While tax executives last year were hopeful that a Republican-controlled House and Senate would finally lead to federal corporate tax reform, this year they believe President Obama would veto any legislative attempts, according to the 2015 Tax Policy Forecast Survey.
In the survey, released by Miller & Chevalier Chartered and the National Foreign Trade Council, nearly half (49%) of the respondents expect that tax reform will be enacted, but not until 2017 — after the next presidential election. Tax executives say they believe the most important issue on the table is the United States’ high statutory tax rates.
“The business community tells us that the high U.S. statutory tax rates are a major drag on international competitiveness relative to foreign-based businesses, and serve as a signature barrier to the U.S. as an investment location,” Miller & Chevalier member Marc Gerson, former majority tax counsel to the House of Representatives Committee on Ways and Means, said.
More than one-quarter (28%) of respondents say their top concern is whether policymakers will seek to enact revenue offsets without adoption of a competitive tax system and competitive tax rates.
“Their concern surrounding revenue offsets appears well-founded in light of the large number of revenue offsets that have been proposed in the context of tax reform proposals, as well as the number of new revenue offset proposals in President Obama’s fiscal year 2016 budget plan,” according to the survey report.

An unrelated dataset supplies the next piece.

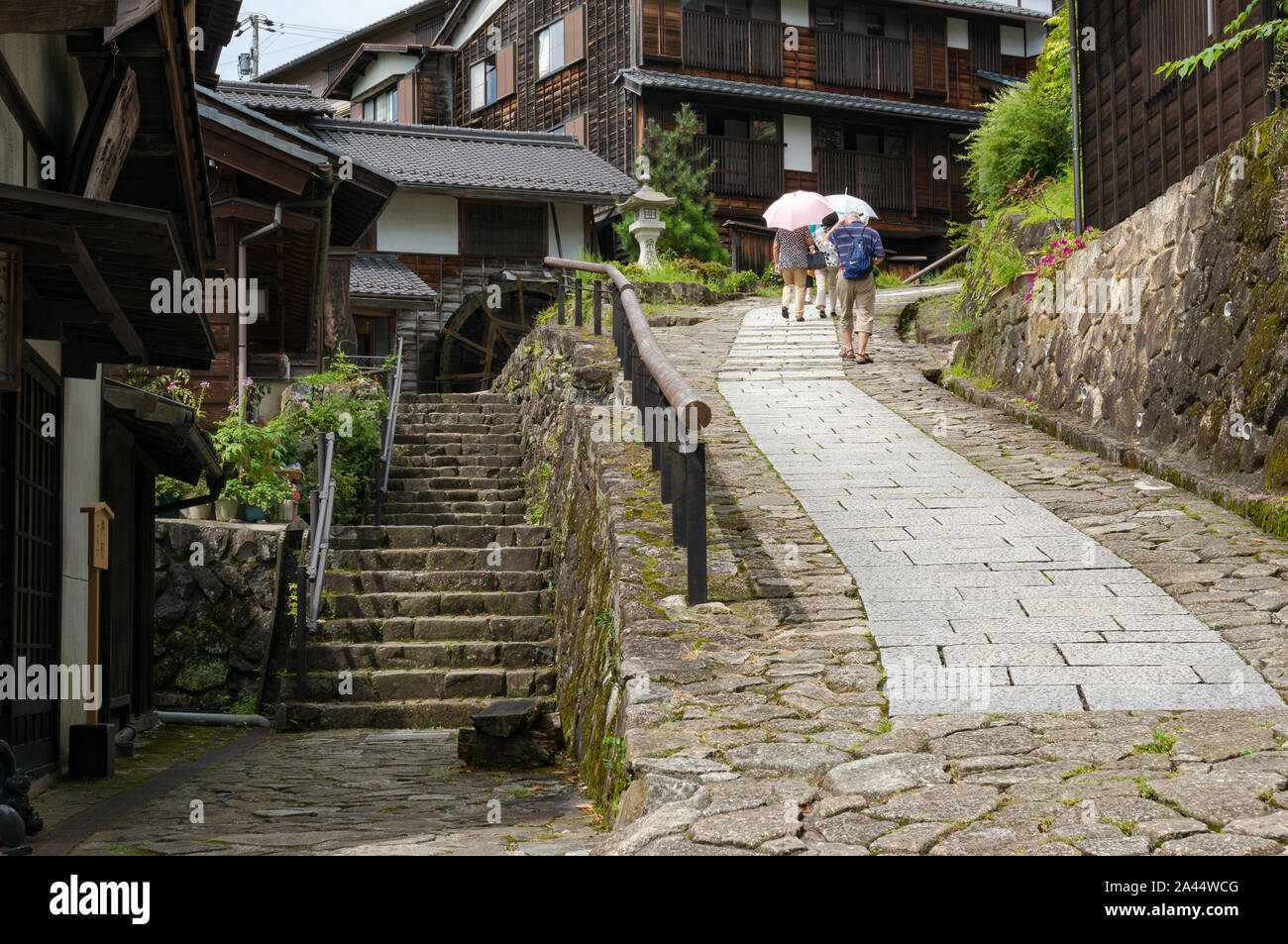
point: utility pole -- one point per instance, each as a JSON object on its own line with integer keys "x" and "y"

“Additionally, in an increase of almost 10% from last year, nearly a quarter of respondents have told us that taxation of international operations is their [greatest] U.S. concern in 2015.”
Twenty-six percent of respondents say “replacing the worldwide system of taxing international operations with a territorial system” was the most important issue to address through tax reform, second to lowering the statutory rate. Thirty-six percent of respondents expect the top statutory corporate rate to fall to 28% as part of a tax reform package.
The survey, conducted by email, was filled out by 146 business tax executives, including vice presidents, directors, and managers of tax, working at a cross-section of U.S.-based and foreign-based multinational companies.